# geez. another air ride issue--help?



## nothing-leaves-stock (Mar 1, 2005)

02 allroad
pumps up slower in the last month. sometimes takes so long to pump up the light stayes on and the i turn it off and restart the car to finish pumping it up. so i'm guessing the pump is almost dead.
the front right drops down overnight....
tried a soapy water temp for leaks-nothing....
any other ways to test them out better without guessing and throwing parts at it??!
best place for a new pump?


----------



## eurocars (Mar 10, 2004)

*Re: geez. another air ride issue--help? (nothing-leaves-stock)*


_Quote, originally posted by *nothing-leaves-stock* »_
best place for a new pump?

Here > http://www.arnottindustries.co....html <
the air spring - could be just the o-ring but probably the bladdder.
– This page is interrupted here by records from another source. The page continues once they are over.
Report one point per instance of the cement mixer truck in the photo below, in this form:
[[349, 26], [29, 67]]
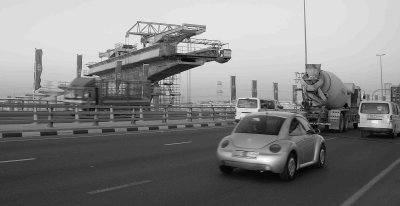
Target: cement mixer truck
[[328, 101]]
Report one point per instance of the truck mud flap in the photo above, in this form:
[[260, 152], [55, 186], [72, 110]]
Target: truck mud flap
[[334, 119]]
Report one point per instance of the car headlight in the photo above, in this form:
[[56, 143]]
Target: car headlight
[[275, 148], [224, 143]]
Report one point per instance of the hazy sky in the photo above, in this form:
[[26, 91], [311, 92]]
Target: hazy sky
[[266, 38]]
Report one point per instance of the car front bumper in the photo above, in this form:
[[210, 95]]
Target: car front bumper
[[374, 129], [274, 162]]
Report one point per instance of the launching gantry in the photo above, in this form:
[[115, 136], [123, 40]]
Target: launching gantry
[[167, 49]]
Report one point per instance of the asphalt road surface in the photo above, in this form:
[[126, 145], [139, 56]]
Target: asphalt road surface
[[178, 167]]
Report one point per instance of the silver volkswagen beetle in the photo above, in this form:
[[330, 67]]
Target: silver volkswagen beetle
[[280, 142]]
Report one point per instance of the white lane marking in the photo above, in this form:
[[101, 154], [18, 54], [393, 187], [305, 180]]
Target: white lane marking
[[19, 160], [176, 143], [113, 134], [118, 187], [369, 185]]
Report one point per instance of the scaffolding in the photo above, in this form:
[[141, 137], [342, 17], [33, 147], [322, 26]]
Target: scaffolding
[[170, 90]]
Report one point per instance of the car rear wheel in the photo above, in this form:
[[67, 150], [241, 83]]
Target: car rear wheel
[[226, 169], [321, 157], [290, 168]]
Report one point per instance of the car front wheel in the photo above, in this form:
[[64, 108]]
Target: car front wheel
[[290, 168], [226, 169]]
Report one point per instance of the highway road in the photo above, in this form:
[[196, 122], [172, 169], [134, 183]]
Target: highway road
[[178, 167]]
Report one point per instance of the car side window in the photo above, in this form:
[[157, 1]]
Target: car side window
[[396, 109], [305, 123], [296, 128]]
Arnott has those too. They (Arnott) have really stepped up on this.


----------



## vwtoys (Mar 31, 1999)

*Re: geez. another air ride issue--help? (eurocars)*

Changed out the air spring on one side last weekend. This is my bro's car. The bag would only leak at the lowest level. Turns out the bag is disintegrating right as it rolls over (thus spreading the crack open) into that section, the air gaps would seal itself if it's at a different ride height.
Arnott's stuff is pretty good!


----------



## AndyTR32 (Jun 4, 2003)

*Re: geez. another air ride issue--help? (vwtoys)*

FYI - my father-in-law's suspension light keeps coming on, dealership says it's the "hydraulic pump"







They are really refering to the air compressor linked above, correct?
They quoted him $2,000 for the job.







From above, looks like the part is $300 and the labor is frickin easy. A few nuts & bolts with some wire stripping and crimping.


----------